Conférence climat de décembre à Paris : le gouvernement sème du vent…

reunion sur le climatLe gouvernement a tenue à inscrire dans la loi transition écologique l’objectif de réduire la part du nucléaire à 50 % dans la production d’électricité (aujourd’hui 75%). C’était l’engagement de Hollande en 2012 mais il ne sera pas tenu. L’objectif des 50% représente la fermeture d’environ 20 réacteurs sur les 58 d’ici 2025 alors que le gouvernement rechigne déjà à fermer celui de Fessenheim. Pour les centrales nucléaires il ne suffit pas d’appuyer sur un bouton pour les fermer; d’ailleurs le temps très long du démantèlement devrait conserver une bonne partie de l’emploi mais les syndicats s’inquiètent légitimement. Une solution doit être trouvée pour chaque travailleur et pas les pseudo reclassement après les licenciements qui laissent une bonne partie sur la touche.

L’autre gros problème c’est le traitement des déchets nucléaires car on ne sait pas les traiter en fait. Une bonne partie des pays a déjà abandonné l’idée et les stockent alors qu’il faudrait plus de recherche sur le sujet. En France il y a le site d’Areva de la Hague qui concentre une quantité monstrueuse de déchets radioactifs et qui ne sert en fait qu’à séparer les éléments à des fins militaires tout en polluant la zone. En plus de cela, le site va être agrandi ce qui comporte beaucoup de risque comme les centrales. Dans le même temps Areva suite aux fiasco de l’EPR, de l’effondrement du marché japonais après Fukushima compte supprimer des postes et est en voie de rachat par EDF. Encore une fois la logique de l’économie capitaliste c’est d’être contre les travailleurs et l’environnement.
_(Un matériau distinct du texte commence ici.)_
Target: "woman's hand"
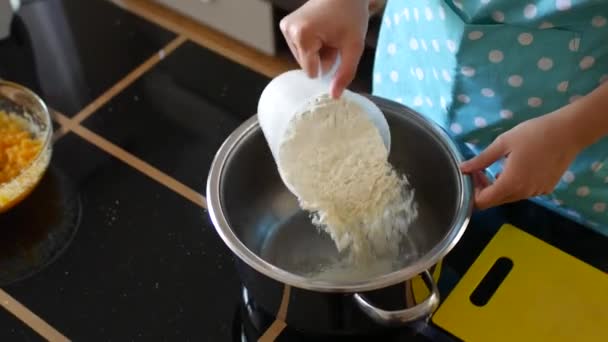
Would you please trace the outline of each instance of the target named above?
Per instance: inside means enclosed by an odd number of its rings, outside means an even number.
[[[462,164],[474,175],[475,205],[486,209],[553,192],[560,178],[585,147],[580,139],[572,105],[503,133],[477,157]],[[503,171],[494,184],[480,172],[506,157]]]
[[[324,71],[330,69],[340,55],[330,89],[334,98],[355,77],[365,46],[369,1],[309,0],[280,22],[291,52],[309,77],[318,75],[319,64]]]

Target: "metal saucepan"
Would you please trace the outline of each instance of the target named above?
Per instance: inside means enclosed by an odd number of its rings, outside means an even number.
[[[211,167],[209,214],[238,257],[243,285],[270,313],[276,312],[284,285],[290,286],[286,320],[296,328],[357,331],[372,324],[395,325],[428,317],[439,304],[429,270],[458,242],[472,213],[472,181],[460,172],[463,157],[445,131],[403,105],[369,98],[386,116],[392,139],[389,161],[408,176],[419,209],[404,241],[411,253],[390,272],[343,280],[306,275],[337,252],[282,183],[256,116],[227,138]],[[371,292],[394,288],[418,275],[430,293],[421,303],[389,310],[368,300]],[[339,314],[344,317],[337,319]]]

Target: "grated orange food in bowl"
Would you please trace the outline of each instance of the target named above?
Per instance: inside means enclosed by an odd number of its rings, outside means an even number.
[[[0,184],[17,177],[41,149],[42,142],[32,136],[25,120],[0,111]]]
[[[29,122],[0,110],[0,213],[24,199],[50,162],[51,149]]]

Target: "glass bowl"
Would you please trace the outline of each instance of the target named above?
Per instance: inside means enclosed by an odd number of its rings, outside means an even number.
[[[25,199],[46,173],[52,155],[53,124],[44,101],[31,90],[13,82],[0,80],[0,111],[14,115],[26,125],[30,138],[40,143],[40,149],[31,161],[12,178],[0,183],[0,213],[3,213]],[[6,148],[1,141],[0,148]],[[6,150],[0,151],[0,172],[5,172],[2,164],[2,158],[6,157],[2,154],[5,153]]]

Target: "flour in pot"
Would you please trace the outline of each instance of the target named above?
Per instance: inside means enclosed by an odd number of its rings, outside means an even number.
[[[316,98],[290,121],[278,165],[300,206],[351,261],[399,253],[418,215],[414,191],[358,104]]]

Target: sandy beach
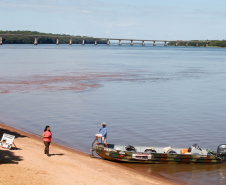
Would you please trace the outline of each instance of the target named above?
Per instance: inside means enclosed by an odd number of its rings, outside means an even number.
[[[0,124],[3,133],[15,135],[11,150],[0,149],[0,184],[175,184],[118,163],[51,143],[44,155],[42,137]]]

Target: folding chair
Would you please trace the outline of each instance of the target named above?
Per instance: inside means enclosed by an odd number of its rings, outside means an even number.
[[[12,144],[14,144],[14,146],[16,147],[15,143],[13,142],[14,138],[14,135],[4,133],[1,139],[1,147],[9,150]]]

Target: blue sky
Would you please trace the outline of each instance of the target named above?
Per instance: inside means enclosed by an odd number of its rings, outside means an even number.
[[[226,39],[225,0],[0,0],[0,30],[104,38]]]

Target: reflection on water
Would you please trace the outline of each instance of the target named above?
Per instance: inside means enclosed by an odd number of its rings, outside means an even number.
[[[221,164],[122,164],[141,172],[158,174],[179,184],[226,183],[226,163]]]
[[[89,152],[108,142],[216,151],[225,143],[225,49],[2,45],[0,120]],[[225,164],[129,165],[190,184],[222,184]]]

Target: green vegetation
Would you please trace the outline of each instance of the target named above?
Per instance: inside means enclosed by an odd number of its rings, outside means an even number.
[[[188,42],[188,46],[196,46],[196,43],[198,43],[198,46],[205,47],[206,43],[208,42],[209,47],[226,47],[226,40],[208,40],[206,42],[199,41],[199,40],[193,40]],[[175,46],[176,42],[169,42],[169,46]],[[178,41],[178,46],[186,46],[186,42],[180,42]]]
[[[38,44],[56,44],[56,38],[58,36],[66,36],[63,38],[59,38],[59,44],[69,44],[70,35],[60,35],[60,34],[52,34],[52,33],[41,33],[37,31],[1,31],[0,34],[18,34],[18,35],[29,35],[30,37],[27,36],[3,36],[2,37],[2,42],[3,44],[34,44],[34,37],[32,35],[46,35],[46,37],[41,37],[38,38]],[[51,36],[51,37],[48,37]],[[54,36],[54,37],[52,37]],[[67,38],[68,36],[68,38]],[[77,36],[81,37],[81,36]],[[72,44],[82,44],[82,38],[85,39],[85,44],[94,44],[95,39],[94,38],[88,38],[86,36],[81,37],[81,38],[72,38]],[[106,44],[106,40],[97,40],[98,44]]]

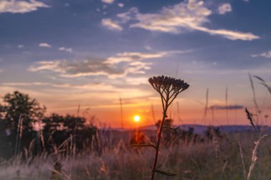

Pendant ce temps là le gouvernement continue sa communication. Le sommet climat et territoire qui a eu lieu à Lyon début juillet a rassemblé les maires et les élus des territoires d’un peu partout dans le monde pour affirmer leur place dans le débat en vu de la COP21, la conférence des Nations Unies sur le climat qui aura lieu à Paris en Novembre. Ils mettent en avant les « progrès » des villes par rapport aux Etats. Mais même si il y a des progrès (réduction de consommation d’énergie dans les bâtiments et dans les transports) ça ne change pas les problèmes fondamentaux qui sont les types d’énergies utilisées ni ne touchent à la sphère de production industrielle et agricole, responsables de deux tiers des émissions de C02 en France. Souvent il y a des campagnes pour « sensibiliser » les habitants à leur consommation (voire les culpabiliser ou les faire payer) pour rejeter le débat sur les solutions individuelles, qui en plus demandent souvent beaucoup de temps que les gens n’ont pas.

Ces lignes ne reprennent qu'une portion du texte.